Stepan sighed, nodded, then squeezing his shoulder, said, “Yeah, son. It made me older, too.” He paused. “It made me older, too.” Another sigh, and he said, “Let’s get home, Quinn.”

As Quinn was leading, they caught the five o’clock local time garbage run. The carts crisscrossed the surface beneath the city of Burroughs, transporting the waste of half a million people to where it could be processed and recycled. Typically, the facilities were on the Rim of the original Burroughs Dome – a dilapidated, run down area perpetually layered with fine red dust, which was the final resting place of the Dome’s indigent inhabitants. No one was really “poor” on Mars. But there were those who had more than others. No one literally starved to death on Mars – no matter what the tabletoids screamed from the fanciful headlines. But vitamin D deficiency, along with its multiple problems of bone weakness, increased cardiovascular disease, cog-impairment in the elderly, asthma in kids – especially young Artificial Humans of any size or appearance, diabetes, and even cancers; was a profound problem on the Rim. Supplements were expensive and reserved for the middle and upper classes, natural went without saying that with the Sun not-quite twice as far from Mars as it was from Earth, the intensity of sunlight would be that much less. Even if an average Martian lay out in the full light of day, stark naked, every day, their body would only just barely synthesize enough vitamin D to keep them healthy.

Rimmers didn’t have that luxury. The ones who found work had the dirtiest jobs in the Dome. Those who didn’t spent most of their days “dumpster-diving” in the depths…


The blue boy looked up as they took an industrial lift from the underground back to the surface. They weren’t alone. Plenty of Rimmers were heading up to some space they’d carved out of the city above to make their home. After their trip to the HOD though, Stepan noticed the ripe smell; hating himself momentarily for noticing. The boy said, “’Sup, Bossman?”

“Don’t call me that,” Stepan began.

“OK, Bossman. ‘sup?”

“You eat mushrooms?”

He wrinkled his nose, genuine distaste on the blue face. “Hate ‘em, so, no, I don’t.”

“Where’d you get them from?”

“The underground. They grow on the walls.”
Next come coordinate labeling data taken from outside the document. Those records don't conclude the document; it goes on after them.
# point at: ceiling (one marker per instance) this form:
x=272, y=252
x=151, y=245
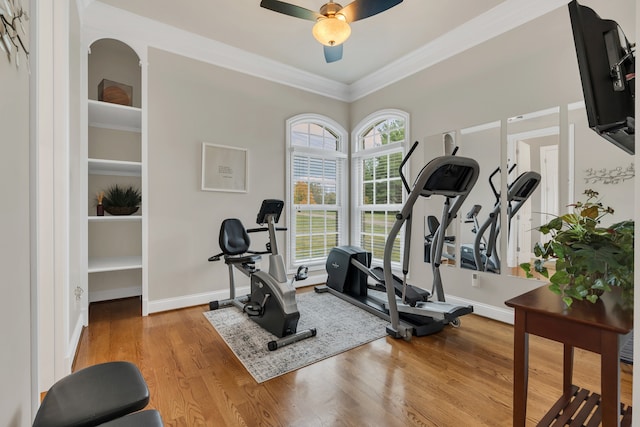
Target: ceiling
x=375, y=43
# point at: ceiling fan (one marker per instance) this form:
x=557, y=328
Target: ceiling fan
x=332, y=21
Stepan pursed his lips. “That’s mold, not mushrooms.”

Quinn shrugged. “Same thing.” The lift doors opened. It was night and the Dome was transparent, letting in the dust-fuzzed light of the stars.

 “No, they aren’t. Mushrooms – good ones – can give a you vitamin so you don’t get the soft bone disease.”
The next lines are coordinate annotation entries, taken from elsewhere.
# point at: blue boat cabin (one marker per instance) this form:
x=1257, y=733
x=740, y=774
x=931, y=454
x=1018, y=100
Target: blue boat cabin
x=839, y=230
“Rickets? Yeah – and I’ve seen elders who’re losing their cog, real Human and aych,” he used the phrase Artificial Humans used for themselves rather than the derogatory inti they’d used above, “kids whose got bad asthma, and that blood sugar thing.”
“Diabetes,” Stepan said, staring down at Quinn. “You know about that?”
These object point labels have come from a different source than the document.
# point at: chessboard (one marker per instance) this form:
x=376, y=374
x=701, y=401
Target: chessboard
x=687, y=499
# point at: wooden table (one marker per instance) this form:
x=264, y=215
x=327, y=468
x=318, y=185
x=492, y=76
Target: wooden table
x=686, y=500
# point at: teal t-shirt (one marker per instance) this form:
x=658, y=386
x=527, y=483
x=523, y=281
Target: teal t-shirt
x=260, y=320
“Who don’t?” Looking up at Stepan he laughed and said, “I’m artificial, not STUPID!”

Stepan laughed as well, adding, “Well, we’ll grow mushrooms in the dark of the warehouse and raise chickens and grow vegetables on the roof. All of those are high in vitamin D…” he patted the antigrav plate his father had lent him. They walked with the crowd as men, women, children, and aychs peeled away. Soon they were at the edge of the warehouse district. They’d passed the first one when two blue men stepped out of the shadows, pulled out knives and said, “Give it.”